Há duas mulheres de peso em Palavras ao Vento, de Douglas Sirk: primeiro, a mulher distante, séria, a ser conquistada pelos homens em cena. Ao contrário do que se pensa, nunca é previsível. Como diz o próprio Sirk, ela surpreende sempre, fazendo o espectador pensar uma coisa e encontrar outra – como a possibilidade de ser adúltera.

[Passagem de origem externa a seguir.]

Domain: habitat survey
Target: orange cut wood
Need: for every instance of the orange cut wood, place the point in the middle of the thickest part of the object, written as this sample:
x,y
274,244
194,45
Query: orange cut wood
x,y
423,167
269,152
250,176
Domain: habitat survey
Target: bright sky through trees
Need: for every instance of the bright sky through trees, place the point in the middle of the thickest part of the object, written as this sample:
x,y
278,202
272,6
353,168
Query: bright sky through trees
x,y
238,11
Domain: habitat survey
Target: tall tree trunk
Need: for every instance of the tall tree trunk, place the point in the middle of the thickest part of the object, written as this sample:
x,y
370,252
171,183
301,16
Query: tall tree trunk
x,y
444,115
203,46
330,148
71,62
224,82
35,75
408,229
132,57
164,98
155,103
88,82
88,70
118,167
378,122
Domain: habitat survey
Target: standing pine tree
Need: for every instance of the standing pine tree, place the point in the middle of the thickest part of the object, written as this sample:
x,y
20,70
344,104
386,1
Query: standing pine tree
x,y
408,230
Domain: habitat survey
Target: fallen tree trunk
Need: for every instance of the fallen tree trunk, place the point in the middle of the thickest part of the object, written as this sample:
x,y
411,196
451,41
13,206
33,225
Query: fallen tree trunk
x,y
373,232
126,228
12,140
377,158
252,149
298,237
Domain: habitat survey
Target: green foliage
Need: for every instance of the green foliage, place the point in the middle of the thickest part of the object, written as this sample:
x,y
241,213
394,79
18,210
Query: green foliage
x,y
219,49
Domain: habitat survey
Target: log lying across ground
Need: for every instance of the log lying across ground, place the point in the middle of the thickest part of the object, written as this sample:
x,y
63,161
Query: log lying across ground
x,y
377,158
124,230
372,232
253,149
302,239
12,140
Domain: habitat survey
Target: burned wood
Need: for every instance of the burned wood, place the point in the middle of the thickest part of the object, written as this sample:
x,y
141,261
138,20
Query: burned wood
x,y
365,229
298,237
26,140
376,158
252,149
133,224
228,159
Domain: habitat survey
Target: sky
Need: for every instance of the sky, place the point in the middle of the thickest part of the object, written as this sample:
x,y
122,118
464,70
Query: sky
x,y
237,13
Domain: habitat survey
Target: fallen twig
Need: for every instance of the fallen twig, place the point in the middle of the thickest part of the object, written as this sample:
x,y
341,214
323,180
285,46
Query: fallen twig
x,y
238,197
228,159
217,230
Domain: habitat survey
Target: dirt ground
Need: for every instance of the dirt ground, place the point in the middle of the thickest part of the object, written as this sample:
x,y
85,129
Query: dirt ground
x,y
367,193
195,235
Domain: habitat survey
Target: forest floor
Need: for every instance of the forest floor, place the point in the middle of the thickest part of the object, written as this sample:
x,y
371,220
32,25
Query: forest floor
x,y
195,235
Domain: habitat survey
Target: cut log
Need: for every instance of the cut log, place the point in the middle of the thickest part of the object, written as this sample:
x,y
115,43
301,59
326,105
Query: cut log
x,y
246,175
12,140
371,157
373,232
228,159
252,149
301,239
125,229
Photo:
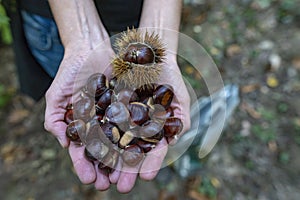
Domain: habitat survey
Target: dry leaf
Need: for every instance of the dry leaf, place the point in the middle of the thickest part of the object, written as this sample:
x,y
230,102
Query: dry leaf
x,y
296,63
18,115
196,196
272,81
233,49
251,111
250,88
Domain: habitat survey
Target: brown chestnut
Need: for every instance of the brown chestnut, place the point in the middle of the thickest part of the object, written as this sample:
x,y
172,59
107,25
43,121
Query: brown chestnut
x,y
126,96
89,156
69,117
139,113
172,127
155,138
111,132
139,53
112,83
74,129
163,95
161,113
132,155
127,138
104,101
96,85
84,109
110,160
145,91
145,146
151,128
117,113
97,148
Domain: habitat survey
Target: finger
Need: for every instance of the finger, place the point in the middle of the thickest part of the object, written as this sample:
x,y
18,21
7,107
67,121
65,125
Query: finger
x,y
102,181
153,161
58,129
85,170
127,178
114,176
126,181
54,115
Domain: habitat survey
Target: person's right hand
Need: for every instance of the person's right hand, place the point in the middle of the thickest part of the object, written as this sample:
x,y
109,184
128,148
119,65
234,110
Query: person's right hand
x,y
79,62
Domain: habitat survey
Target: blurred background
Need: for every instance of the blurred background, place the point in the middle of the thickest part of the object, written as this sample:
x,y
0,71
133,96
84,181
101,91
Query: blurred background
x,y
255,44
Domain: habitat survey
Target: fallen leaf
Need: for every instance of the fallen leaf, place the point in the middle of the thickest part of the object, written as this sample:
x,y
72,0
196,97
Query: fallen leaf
x,y
250,88
272,81
233,50
215,182
18,115
196,196
273,146
251,111
296,63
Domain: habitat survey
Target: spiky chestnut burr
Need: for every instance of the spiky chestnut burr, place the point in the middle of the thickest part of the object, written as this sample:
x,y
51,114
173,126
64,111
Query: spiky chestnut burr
x,y
139,58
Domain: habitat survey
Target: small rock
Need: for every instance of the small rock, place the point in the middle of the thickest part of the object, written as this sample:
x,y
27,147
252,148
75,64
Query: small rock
x,y
18,116
266,45
296,63
233,49
275,61
197,29
272,81
246,126
48,154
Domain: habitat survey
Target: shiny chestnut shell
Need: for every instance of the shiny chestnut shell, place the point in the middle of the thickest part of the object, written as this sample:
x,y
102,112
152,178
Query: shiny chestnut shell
x,y
110,161
126,96
145,91
151,128
173,126
84,109
163,95
96,85
145,146
139,113
139,53
104,101
89,156
117,113
75,129
111,132
69,116
132,155
160,112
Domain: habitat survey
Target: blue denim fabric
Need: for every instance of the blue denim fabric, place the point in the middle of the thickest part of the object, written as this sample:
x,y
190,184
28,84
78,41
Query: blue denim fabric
x,y
43,40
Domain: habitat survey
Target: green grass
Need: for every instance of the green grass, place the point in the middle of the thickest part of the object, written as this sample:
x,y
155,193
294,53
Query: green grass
x,y
206,188
5,33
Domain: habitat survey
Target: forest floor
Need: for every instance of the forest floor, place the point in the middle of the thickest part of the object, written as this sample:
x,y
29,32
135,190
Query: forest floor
x,y
256,45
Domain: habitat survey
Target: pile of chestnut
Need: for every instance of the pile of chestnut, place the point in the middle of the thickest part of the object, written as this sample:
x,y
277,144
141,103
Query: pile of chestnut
x,y
116,122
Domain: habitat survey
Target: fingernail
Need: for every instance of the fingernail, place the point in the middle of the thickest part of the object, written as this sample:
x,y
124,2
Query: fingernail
x,y
62,142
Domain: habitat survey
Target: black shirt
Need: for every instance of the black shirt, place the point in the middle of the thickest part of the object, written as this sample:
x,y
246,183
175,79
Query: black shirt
x,y
116,15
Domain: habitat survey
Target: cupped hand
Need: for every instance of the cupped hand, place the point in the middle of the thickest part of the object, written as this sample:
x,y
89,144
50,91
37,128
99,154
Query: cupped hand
x,y
79,62
152,163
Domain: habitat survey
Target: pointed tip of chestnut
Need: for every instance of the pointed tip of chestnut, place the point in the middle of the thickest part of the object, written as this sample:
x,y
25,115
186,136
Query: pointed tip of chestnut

À personagem Lucy, Lauren Bacall (abaixo) entrega não mais que seu tipo habitual, sua distância. Quando menos percebe, já se deixou levar pela rica família que vive do petróleo, e sem se dobrar às suas grandes torres.

palavras ao vento

Quase tudo dá errado. É o campo do melodrama. Lucy é amada por diferentes homens, o patrão rico – com quem se casa – e o empregado, talvez mais interessante – mas a quem uma mulher como ela talvez não esteja facilmente destinada.

E destino, aqui, faz a diferença. Para apimentar a situação, ou apenas para bagunçá-la – segundo as regras do melodrama –, há ainda outra personagem secundária de peso, espécie de vampira, interpretada por Dorothy Malone (abaixo).

A segunda mulher desse grande filme de Sirk é fácil, impulsiva, e só seria igualada, mais tarde, pela Barbara Loden de Clamor do Sexo, de Elia Kazan.

Em uma de suas melhores sequências, ela dança enquanto o pai encontra a morte. Desestabiliza a família enquanto não consegue conquistar o empregado e, por isso, aceita qualquer homem da cidade. Incontrolável, uma explosão de sexualidade.